Contrairement à la période Britney Spears/Christina Aguilera, on a du mal à imaginer quiconque dire quoi que ce soit à Beyoncé ou Nicki Minaj sur leur façon de se présenter. Mais il est tout autant évident qu’à un degré moindre de notoriété, la question de la sexualisation est posée. Alicia Keys : « En tant que jeune fille arrivant dans le milieu de la musique pop, il y a énormément de pression. On ne sait pas comment gérer cela parce que tout le monde te dit : ‘Oh, c’est beau, c’est très bien, pourquoi tu ne déboutonnerais pas ta chemise un peu plus, tu n’as pas envie de remonter ta jupe ?’ ». Ou, comme dans les milieux de la pop japonaise ou coréenne dont les starlettes sont supposées paraître vierges et sexy et n’être que des sujets de fantasmes masculins, le choix du look plus ou moins suggestif est simplement imposé.

3 L’industrie musicale est-elle vraiment sexiste ? C’est peut-être la vraie question, au-delà des stratégies marketing et de l’image. De Björk à Solange Knowles (la sœur de Beyoncé) ou Taylor Swift, elles affirment toutes qu’il est plus difficile d’être prise au sérieux en tant qu’artiste quand on est une femme dans une industrie largement dominée par les hommes. Avec cette vision qu’une artiste accomplissant du bon travail a forcément été bien entourée.

« Kanye West a travaillé avec les meilleurs producteurs de la planète sur son dernier album. Souvent, il ne devait même pas être présent, et pourtant, personne ne questionnera son statut d’auteur une seule seconde », expliquait Björk en début d’année, qui a encore eu la mésaventure de ne pas être créditée comme producteur de son dernier album. « Je n’ai pas voulu parler de ce genre de choses durant dix ans, et puis je me suis dit : “Tu es lâche si tu ne le fais pas. Ne le fais pas pour toi, mais pour les femmes’. »

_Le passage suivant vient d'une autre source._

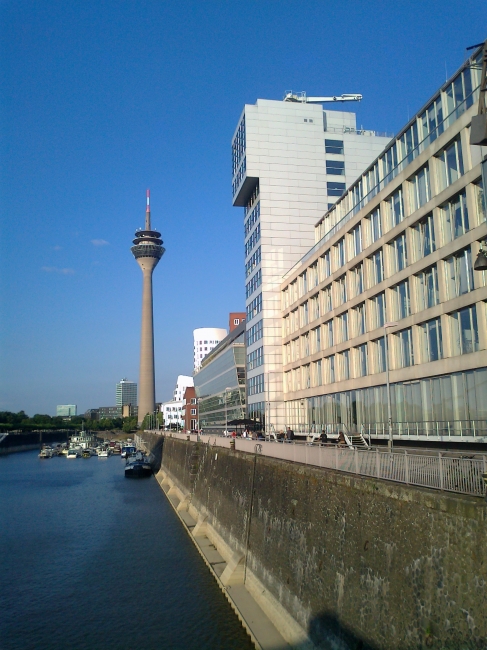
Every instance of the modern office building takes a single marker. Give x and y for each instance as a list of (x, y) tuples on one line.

Et n’être que le « visage » de sa musique ou sa « muse vocale » « alors que j’ai écrit ou coécrit chaque putain de chanson » (Solange). D’autant plus si la fille est jolie…

La chanteuse Amanda Palmer résume : « Etre une musicienne femme est quelque chose de frustrant. Les hommes ont un champ d’expression bien plus vaste que le nôtre. Soit on est pointée du doigt pour être sexy, soit on l’est pour ne pas jouer le jeu ».

Pour ou contre

Annie Lennox : « Une forme d’autoflagellation »

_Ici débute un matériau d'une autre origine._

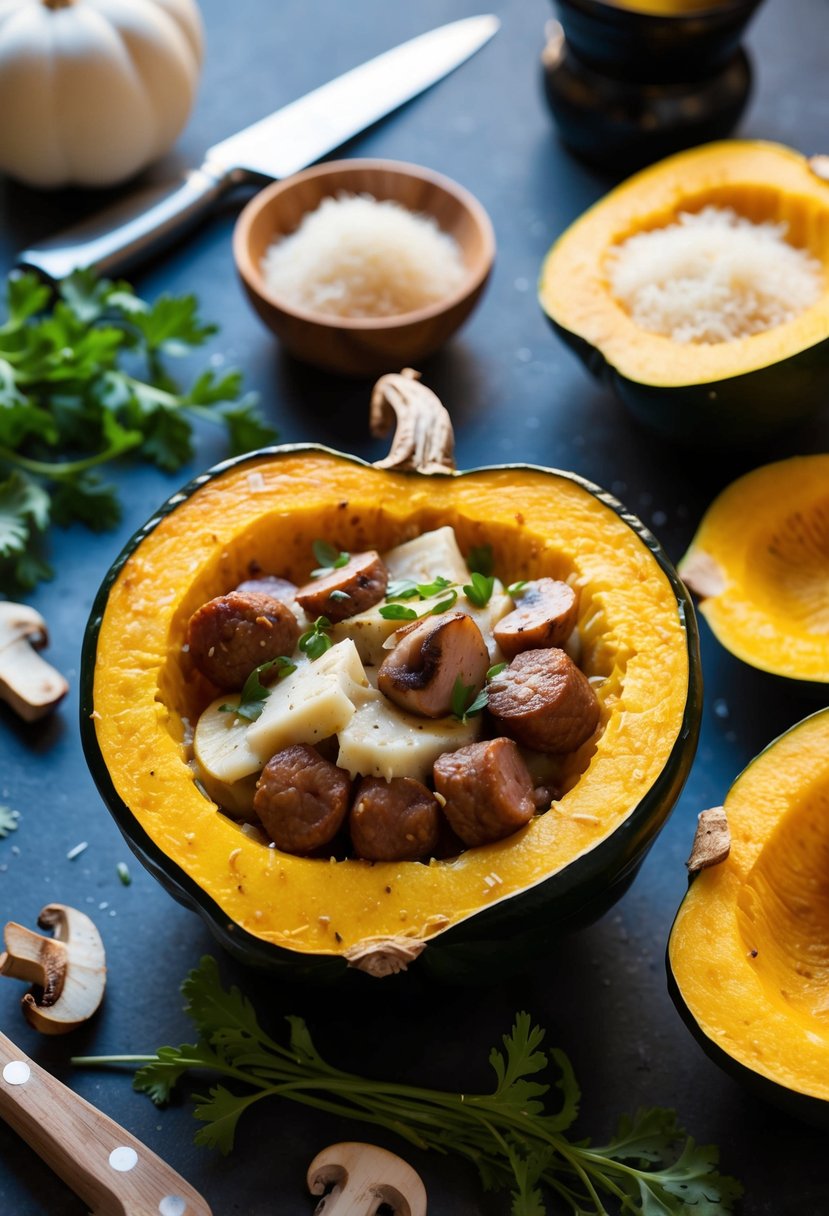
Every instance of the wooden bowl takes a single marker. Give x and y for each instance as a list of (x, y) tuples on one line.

« Le discours de ces performers semble être que la misogynie est parfaitement acceptée tant que vous êtes celle qui la créez. Comme si c’était justifié par le nombre de millions de dollars et de vues sur YouTube de se comporter comme un mac et une prostituée en même temps. C’est une forme d’autoflagellation glorifiée et monétisée. »

Lou Doillon : « Pas pour le droit de crâner en string »

« Ma grand-mère a lutté pour autre chose que le droit de crâner en string (…). Comme les mecs ne nous tapent plus sur le cul, nous nous le faisons nous-même. Comme personne ne nous appelle ‘chienne’, nous nous appelons comme ça entre nous (…). C’est dangereux de croire que c’est cool et regrettable que les gens prennent ça à la légère. »

Lady Gaga : « Tout dépend du contexte »

« Enlever ses vêtements dans le contexte du porno n’est pas le même que dans celui d’une chanson spécifique dans un moment spécifique. Au début, ma maison de disques voulait me calmer là-dessus pour la vidéo de “Just Dance”. J’ai dit : “Est-ce vraiment la seule major sur Terre à demander à une artiste pop féminine de mettre plus de vêtements ?”  »

Peaches : « Je peux me réjouir »

Icône underground du féminisme et de la lutte pour les droits des homosexuels :« Mon but a toujours été d’amener des choses comme le “S&M” de Rihanna dans le mainstream, même si les gens me prenaient pour une folle, comme si c’était impossible. C’est désormais le cas, je peux me réjouir. Même le mariage gay est légal aux USA ! ».